IRS OKs Temporary Use of e-Signatures on Certain Forms
The Internal Revenue Service has approved the use of e-signatures on certain forms that can’t be filed electronically. The move comes in response to the coronavirus pandemic, in order to protect the health of taxpayers and tax professionals alike.
The change helps reduce in-person contact while lessening the risks to taxpayers and tax professionals by allowing them to work remotely and file forms in a timely manner.
"We take the health and safety of the nation's taxpayers, the tax professional community and our employees very seriously," said IRS Commissioner Chuck Rettig. "Expanding the use of digital signatures is an important step during COVID-19 to help tax professionals. We understand the importance of digital signatures to the tax community, and we will continue to review our processes to determine where long-term actions can help reduce burden for the tax community, while appropriately balancing that with critical security and protection against identity theft and fraud."
The Form 1040, U.S. Individual Income Tax Return, already uses an electronic signature when filed electronically, either by using a taxpayer self-selected PIN if self-prepared, or a tax-preparer selected PIN if using a tax professional.
More than 90% of Form 1040s are filed electronically. The IRS recommends taxpayers consider e-filing forms this year whenever possible due to COVID-19.
Which forms will temporarily accept e-signatures?

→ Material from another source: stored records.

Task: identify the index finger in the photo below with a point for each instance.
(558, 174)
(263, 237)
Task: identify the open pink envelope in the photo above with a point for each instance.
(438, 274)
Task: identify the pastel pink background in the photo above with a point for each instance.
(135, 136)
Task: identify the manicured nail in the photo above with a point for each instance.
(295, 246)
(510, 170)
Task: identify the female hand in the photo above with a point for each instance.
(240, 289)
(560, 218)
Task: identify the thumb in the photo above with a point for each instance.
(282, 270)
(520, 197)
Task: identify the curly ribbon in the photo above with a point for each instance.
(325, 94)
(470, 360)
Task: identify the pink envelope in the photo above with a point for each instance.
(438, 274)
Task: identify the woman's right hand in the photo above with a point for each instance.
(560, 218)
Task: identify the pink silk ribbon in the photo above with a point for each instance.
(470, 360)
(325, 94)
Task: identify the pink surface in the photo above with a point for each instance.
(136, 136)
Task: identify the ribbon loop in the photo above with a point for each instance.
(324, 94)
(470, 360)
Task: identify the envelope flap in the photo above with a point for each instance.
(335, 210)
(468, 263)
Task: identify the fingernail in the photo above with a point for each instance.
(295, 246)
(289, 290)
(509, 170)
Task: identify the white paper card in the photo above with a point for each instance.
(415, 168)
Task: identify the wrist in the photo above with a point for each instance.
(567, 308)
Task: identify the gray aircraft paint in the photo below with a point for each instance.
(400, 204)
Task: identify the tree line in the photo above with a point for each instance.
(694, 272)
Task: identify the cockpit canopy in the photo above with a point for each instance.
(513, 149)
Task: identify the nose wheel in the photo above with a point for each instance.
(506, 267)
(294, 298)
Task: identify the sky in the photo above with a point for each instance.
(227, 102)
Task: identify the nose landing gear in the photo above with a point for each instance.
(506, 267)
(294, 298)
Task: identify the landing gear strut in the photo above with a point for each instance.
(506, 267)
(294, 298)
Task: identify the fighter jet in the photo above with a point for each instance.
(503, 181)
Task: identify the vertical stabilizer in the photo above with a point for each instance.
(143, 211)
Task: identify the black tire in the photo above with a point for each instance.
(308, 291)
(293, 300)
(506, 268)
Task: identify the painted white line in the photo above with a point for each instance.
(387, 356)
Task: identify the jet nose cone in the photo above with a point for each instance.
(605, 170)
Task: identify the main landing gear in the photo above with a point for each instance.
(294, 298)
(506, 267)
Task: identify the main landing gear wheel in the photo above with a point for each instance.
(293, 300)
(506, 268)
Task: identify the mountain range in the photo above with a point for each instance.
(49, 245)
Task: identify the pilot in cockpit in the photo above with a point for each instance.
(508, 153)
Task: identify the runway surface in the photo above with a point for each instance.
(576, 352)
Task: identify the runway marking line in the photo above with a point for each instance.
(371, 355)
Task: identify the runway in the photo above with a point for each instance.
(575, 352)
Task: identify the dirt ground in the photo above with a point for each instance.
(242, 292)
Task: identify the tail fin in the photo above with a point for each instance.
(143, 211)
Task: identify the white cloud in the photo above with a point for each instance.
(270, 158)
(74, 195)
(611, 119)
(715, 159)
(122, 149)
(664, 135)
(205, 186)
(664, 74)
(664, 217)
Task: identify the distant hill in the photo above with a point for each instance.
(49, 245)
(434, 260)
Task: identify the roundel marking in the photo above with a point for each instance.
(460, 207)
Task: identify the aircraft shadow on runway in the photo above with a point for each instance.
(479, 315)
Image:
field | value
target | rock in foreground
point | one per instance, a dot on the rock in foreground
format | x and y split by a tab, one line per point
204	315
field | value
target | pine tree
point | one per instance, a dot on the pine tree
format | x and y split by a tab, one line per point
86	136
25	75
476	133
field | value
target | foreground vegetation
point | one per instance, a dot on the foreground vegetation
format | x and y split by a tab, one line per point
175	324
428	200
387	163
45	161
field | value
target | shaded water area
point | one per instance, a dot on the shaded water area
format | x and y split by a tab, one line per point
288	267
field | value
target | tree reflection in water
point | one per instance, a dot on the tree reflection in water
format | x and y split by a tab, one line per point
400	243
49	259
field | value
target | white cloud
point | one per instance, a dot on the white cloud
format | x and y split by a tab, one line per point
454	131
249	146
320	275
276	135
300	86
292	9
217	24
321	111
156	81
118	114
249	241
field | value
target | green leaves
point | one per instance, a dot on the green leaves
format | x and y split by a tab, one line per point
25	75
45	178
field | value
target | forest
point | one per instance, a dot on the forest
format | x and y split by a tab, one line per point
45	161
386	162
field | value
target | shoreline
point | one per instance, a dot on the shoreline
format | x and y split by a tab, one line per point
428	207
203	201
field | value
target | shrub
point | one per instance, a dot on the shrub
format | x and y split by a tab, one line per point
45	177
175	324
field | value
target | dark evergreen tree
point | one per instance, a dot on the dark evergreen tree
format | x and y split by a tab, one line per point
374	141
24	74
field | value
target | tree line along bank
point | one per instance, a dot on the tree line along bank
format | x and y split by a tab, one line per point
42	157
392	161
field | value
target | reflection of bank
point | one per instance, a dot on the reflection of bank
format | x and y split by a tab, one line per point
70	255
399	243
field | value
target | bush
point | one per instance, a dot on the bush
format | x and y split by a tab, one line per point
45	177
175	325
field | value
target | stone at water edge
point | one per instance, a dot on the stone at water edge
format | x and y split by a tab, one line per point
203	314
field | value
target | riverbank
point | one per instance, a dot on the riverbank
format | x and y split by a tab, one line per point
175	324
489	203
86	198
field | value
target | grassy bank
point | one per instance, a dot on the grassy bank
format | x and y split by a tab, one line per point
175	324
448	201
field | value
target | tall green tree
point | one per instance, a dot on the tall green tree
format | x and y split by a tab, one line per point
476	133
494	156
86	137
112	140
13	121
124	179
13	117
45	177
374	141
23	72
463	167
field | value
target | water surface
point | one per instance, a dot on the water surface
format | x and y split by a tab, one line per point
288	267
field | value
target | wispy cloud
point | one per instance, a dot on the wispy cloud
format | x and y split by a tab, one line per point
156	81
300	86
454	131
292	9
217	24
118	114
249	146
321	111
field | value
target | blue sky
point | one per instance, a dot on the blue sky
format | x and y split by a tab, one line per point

At least 10 forms have been earmarked to take a digital signature if mailed by or on Dec. 31, 2020:
- Form 3115, Application for Change in Accounting Method;
- Form 8832, Entity Classification Election;
- Form 8802, Application for U.S. Residency Certification;
- Form 1066, U.S. Income Tax Return for Real Estate Mortgage Investment Conduit;
- Form 1120-RIC, U.S. Income Tax Return For Regulated Investment Companies;
- Form 1120-C, U.S. Income Tax Return for Cooperative Associations;
- Form 1120-REIT, U.S. Income Tax Return for Real Estate Investment Trusts;
- Form 1120-L, U.S. Life Insurance Company Income Tax Return;
- Form 1120-PC, U.S. Property and Casualty Insurance Company Income Tax Return; and
- Form 8453 series, Form 8878 series, and Form 8879 series regarding IRS e-file Signature Authorization Forms.
These forms cannot be e-filed and are generally printed and mailed. The IRS will not specify which digital signature product tax pros have to use.
The IRS also assures it will monitor this temporary option for e-signatures and determine if additional steps are needed.